As they were hearing
these things, he added and spoke a parable, because he was nigh to Jerusalem,
and because they thought that the kingdom of God should immediately be
manifested. He said therefore: A certain nobleman went into a far country,
to receive for himself a kingdom, and to return. And calling his ten servants,
he gave them ten pounds, and said to them: Trade till I come.
But his citizens hated him: and they sent an embassage after him, saying:
We will not have this man to reign over us.
And it came to pass, that he returned, having received the kingdom: and he
commanded his servants to be called, to whom he had given the money, that
he might know how much every man had gained by trading.
And the first came, saying: Lord, thy pound hath gained ten pounds. And he
said to him: Well done, thou good servant, because thou hast been faithful
in a little, thou shalt have power over ten cities.
And the second came, saying: Lord, thy pound hath gained five pounds. And
he said to him: Be thou also over five cities.
And another came, saying: Lord, behold here is thy pound, which I have kept
laid up in a napkin; For I feared thee, because thou art an austere man:
thou takest up what thou didst not lay down, and thou reapest that which
thou didst not sow.
He saith to him: Out of thy own mouth I judge thee, thou wicked servant.
Thou knewest that I was an austere man, taking up what I laid not down, and
reaping that which I did not sow: And why then didst thou not give my money
into the bank, that at my coming, I might have exacted it with usury?
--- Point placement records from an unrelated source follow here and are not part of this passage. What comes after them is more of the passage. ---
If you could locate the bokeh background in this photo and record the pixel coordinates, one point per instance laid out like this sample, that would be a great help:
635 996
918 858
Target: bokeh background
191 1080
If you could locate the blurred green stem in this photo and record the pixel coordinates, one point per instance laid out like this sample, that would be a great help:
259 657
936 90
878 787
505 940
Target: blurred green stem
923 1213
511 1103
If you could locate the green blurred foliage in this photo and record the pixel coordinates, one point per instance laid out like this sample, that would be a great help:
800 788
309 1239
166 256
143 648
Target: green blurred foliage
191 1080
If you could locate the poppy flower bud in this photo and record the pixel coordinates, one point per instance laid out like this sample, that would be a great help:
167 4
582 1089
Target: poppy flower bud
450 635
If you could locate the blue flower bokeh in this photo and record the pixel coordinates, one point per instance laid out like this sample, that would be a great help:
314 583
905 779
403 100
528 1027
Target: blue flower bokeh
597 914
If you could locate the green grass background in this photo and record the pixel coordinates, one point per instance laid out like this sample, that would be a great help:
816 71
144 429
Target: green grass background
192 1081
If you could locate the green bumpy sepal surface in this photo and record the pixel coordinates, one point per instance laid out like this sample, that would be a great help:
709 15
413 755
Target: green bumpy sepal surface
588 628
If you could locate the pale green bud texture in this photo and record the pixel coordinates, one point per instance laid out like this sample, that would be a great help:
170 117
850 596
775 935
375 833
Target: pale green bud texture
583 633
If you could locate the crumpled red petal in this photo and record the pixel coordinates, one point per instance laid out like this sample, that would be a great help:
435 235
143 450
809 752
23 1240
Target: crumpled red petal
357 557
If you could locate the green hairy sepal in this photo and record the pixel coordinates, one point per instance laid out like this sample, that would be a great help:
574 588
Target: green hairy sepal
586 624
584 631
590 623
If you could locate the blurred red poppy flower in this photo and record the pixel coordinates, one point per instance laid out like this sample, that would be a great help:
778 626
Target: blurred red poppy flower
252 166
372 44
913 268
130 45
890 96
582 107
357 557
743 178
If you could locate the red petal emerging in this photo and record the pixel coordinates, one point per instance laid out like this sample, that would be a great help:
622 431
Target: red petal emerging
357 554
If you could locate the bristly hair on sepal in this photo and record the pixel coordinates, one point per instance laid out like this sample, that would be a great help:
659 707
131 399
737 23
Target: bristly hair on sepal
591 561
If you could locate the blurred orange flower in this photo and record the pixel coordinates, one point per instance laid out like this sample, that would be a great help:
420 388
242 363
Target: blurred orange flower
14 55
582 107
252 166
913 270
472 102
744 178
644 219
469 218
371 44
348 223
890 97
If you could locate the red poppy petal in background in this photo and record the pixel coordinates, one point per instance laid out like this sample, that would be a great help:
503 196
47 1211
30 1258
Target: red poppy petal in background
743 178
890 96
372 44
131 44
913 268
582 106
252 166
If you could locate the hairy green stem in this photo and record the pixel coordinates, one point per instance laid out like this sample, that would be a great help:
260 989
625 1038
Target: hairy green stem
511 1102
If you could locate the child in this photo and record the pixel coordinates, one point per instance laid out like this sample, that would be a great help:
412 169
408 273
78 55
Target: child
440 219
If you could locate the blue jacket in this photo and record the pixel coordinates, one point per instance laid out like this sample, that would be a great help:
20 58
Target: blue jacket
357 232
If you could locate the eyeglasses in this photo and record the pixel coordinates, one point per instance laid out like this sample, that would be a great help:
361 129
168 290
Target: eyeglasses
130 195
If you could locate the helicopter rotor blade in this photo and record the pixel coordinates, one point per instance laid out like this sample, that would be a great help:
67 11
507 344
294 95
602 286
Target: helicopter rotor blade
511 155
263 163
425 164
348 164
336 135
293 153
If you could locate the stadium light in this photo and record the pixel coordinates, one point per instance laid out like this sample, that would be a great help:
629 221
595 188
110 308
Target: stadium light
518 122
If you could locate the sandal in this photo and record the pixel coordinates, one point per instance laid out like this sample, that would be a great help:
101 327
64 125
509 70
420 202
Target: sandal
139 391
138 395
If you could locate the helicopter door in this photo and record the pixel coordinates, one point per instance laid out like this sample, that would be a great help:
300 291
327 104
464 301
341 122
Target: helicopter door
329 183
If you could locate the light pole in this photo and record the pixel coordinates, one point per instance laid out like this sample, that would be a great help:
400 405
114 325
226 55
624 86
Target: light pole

And
he said to them that stood by: Take the pound away from him, and give it
to him that hath ten pounds.
And they said to him: Lord, he hath ten pounds.
But I say to you, that to every one that hath shall be given, and he shall
abound: and from him that hath not, even that which he hath, shall be taken
from him. But as for those my enemies, who would not have me reign over them,
bring them hither, and kill them before me.
from the Catholic Encyclopedia
Whether we shall
identify or divide these two celebrated apologues [The Parable of The Talents
and this parable] can scarcely be determined. St. Mark (13:34-36) blends
his brief allusion with a text from the ten virgins. The circumstances in
the first and third Gospels differ; but the warning is much the same.
Commentators note that here the active life is extolled, as in the virgins
a heedful contemplation.
No argument for the lawfulness of usury can be drawn from verse 27. The "servant"
was a bondslave; all that he had or acquired would be his master's property.
"To him that hath shall be given" is one of the "hard sayings" which, while
disclosing a law of life, seems not to harmonize with Christian kindness.
Yet the analogy of God's dealings--not "mere" benevolence, but "wise and
just" recognition of moral effort is hereby maintained. If our Lord, as tradition
tells, said, "Be ye good money changers" (cf. I Thessalonians 5:21), the
same principle is commended. Ethically, all that we have is a trust of which
we rnust give account.
For the diversity of talents, note St. Paul, I Corinthians 12:4 and the
reconciliation of that diversity in "the same spirit". Both parables relate
to Christ's second coming. Hence Loisy and others attribute to the Evangelists,
and especially to St. Luke, an enlargement, founded on later history, perhaps
taken from Josephus, and intended to explain the delay of the Parousia (Ev.
synopt., II, 464-80) . Not accepting these premises, we put aside the conclusion.
Maldonatus (I, 493), who treats the stories as variants, observes, "it is
no new thing that our Evangelists should appear to differ in circumstances
of time and place, since they consider only the general outline (summam rei
gestae), not the order or the time. Where else we find them seeming to disagree,
they wish to explain not Christ's words but the drift of the parable as a
Leaving St. Matthew, we note the one short Story peculiar to St. Mark, of
the seed growing secretly (4:26-29). We have already assigned it to the group
of the mustard tree and the leaven. Its point is conveyed in the Horatian
line, "Crescit occulto velut arbor aevo" (Odes, I, xii, 36). The husbandman
who "knows not how" the harvest springs cannot be the Almighty, but is the
human sower of the word. For homiletic purposes we may combine this parable
with its cognate, "unless the grain of wheat die" (John 12:24) which applies
it to Christ Himself and His Divine influence.
1 The Douay notes say this about the line "He
gave them ten pounds":
In the original,
what is here translated a pound, is in Latin, mina, in value of our coin,
three pounds two shillings and sixpence.
Hence the other
name for this parable as "The Parable of the Minae."